Patients in the high-dose SERCA2a group demonstrated improvement and/or stabilization in symptoms, overall heart function, biomarker activity, and ventricular mechanics and function. They also saw a dramatic reduction in cardiovascular hospitalizations, averaging 0.4 days versus 4.5 days in the placebo group.
"Even though heart failure mortality has decreased over the last decade with the help of standard pharmacological and device therapies, patients with advanced heart failure continue to die at high rates. The CUPID trial offers a new therapeutic option for these patients," said Dr. Hajjar.
Led by Dr. Hajjar, the Mount Sinai team discovered the landmark potential of the cardiac-specific target in 1999 and has been pursuing its potential as a treatment delivered via gene therapy in state-of-the-art custom built laboratories at Mount Sinai School of Medicine in New York.

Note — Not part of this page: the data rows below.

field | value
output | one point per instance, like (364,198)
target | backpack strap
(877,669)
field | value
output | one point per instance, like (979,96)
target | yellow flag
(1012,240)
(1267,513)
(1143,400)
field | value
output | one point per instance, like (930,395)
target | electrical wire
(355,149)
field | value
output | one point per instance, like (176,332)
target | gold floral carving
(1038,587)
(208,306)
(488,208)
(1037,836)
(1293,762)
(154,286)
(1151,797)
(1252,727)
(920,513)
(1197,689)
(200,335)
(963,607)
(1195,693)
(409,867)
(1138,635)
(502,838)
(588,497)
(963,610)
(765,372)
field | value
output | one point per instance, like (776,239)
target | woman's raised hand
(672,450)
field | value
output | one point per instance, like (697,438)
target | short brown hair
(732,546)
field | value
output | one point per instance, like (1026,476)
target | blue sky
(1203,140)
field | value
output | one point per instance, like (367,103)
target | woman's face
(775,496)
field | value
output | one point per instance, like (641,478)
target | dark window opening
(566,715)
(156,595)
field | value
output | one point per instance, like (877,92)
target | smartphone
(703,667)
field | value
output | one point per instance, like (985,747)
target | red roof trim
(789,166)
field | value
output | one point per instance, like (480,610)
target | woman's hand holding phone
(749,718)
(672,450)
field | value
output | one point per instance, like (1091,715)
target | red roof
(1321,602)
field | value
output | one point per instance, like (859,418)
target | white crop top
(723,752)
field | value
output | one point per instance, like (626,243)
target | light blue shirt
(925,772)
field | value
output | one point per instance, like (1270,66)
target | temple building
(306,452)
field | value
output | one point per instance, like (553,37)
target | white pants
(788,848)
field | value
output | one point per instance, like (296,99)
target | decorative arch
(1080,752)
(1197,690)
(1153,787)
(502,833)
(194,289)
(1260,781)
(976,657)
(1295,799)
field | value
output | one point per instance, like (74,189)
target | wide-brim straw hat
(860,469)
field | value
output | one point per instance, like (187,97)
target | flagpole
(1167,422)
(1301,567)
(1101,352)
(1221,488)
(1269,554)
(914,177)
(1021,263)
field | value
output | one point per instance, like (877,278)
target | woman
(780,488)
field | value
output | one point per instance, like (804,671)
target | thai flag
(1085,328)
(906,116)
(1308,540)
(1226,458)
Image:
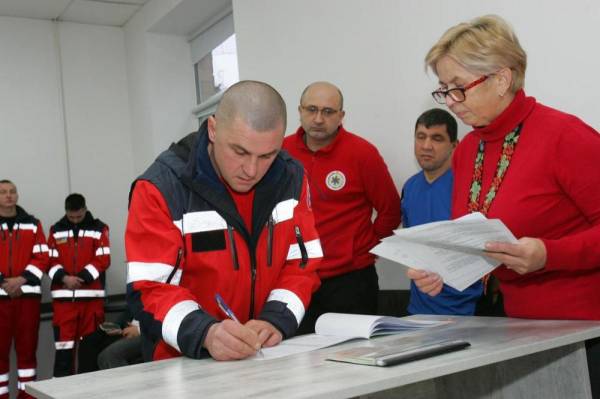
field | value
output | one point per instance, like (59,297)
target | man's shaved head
(257,104)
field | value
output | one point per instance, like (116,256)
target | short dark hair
(74,202)
(438,116)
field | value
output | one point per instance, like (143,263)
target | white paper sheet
(453,249)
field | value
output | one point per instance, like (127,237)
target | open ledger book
(335,328)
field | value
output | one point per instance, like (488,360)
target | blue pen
(227,310)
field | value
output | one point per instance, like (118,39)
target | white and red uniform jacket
(23,252)
(186,242)
(81,250)
(348,180)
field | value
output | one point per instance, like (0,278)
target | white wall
(87,108)
(98,126)
(50,149)
(161,84)
(374,51)
(31,124)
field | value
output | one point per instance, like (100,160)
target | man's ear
(212,128)
(343,113)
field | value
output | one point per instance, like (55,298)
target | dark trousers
(355,292)
(123,352)
(592,349)
(90,347)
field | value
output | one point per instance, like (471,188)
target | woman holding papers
(531,166)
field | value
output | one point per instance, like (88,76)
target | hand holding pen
(227,310)
(268,335)
(231,340)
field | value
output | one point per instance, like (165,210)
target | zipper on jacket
(270,226)
(74,261)
(177,262)
(303,252)
(10,254)
(253,282)
(236,265)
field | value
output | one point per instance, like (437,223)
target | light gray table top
(309,375)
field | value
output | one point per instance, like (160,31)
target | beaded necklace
(508,148)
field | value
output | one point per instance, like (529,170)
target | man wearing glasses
(348,180)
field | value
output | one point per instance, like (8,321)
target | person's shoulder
(25,217)
(559,123)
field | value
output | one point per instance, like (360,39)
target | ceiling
(95,12)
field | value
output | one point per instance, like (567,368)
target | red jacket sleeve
(154,246)
(578,174)
(38,263)
(382,194)
(100,258)
(298,279)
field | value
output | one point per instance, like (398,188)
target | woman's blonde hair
(483,45)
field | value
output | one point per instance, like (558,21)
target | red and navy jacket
(23,252)
(81,250)
(186,242)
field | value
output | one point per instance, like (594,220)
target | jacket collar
(301,144)
(510,118)
(88,221)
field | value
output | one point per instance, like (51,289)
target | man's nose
(250,166)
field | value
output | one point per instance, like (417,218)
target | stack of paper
(454,249)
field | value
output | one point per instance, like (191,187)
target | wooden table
(509,358)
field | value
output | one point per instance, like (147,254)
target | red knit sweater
(359,181)
(550,191)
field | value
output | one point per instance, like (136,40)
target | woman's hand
(526,256)
(427,282)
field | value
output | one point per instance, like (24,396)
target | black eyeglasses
(457,94)
(314,111)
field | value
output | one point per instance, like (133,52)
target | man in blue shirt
(426,197)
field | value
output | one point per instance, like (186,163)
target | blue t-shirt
(424,202)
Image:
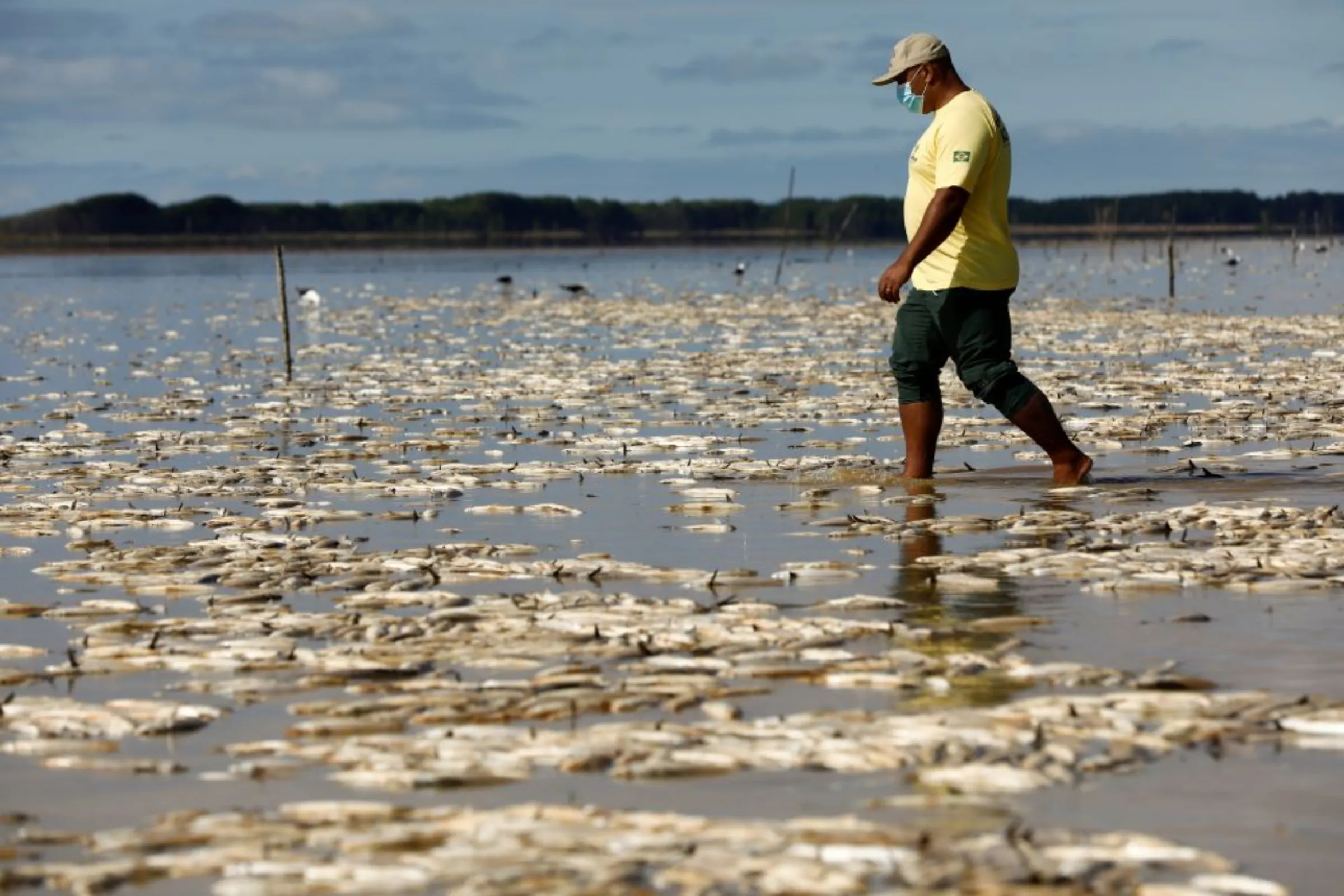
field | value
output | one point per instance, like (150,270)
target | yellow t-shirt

According to the U.S. Centers for Disease Control and Prevention, about 5.8 million Americans suffer from heart failure, and 670,000 new cases are diagnosed each year. One in five people who have heart failure die within one year of diagnosis. In 2010, heart failure will cost the United States $39.2 billion, including the cost of health care services, medications, and lost productivity. Heart failure is most often treated with aggressive medical and device therapy, but has no cure. The most common symptoms of heart failure are shortness of breath, feeling tired, and swelling in the ankles, feet, legs, and sometimes the abdomen.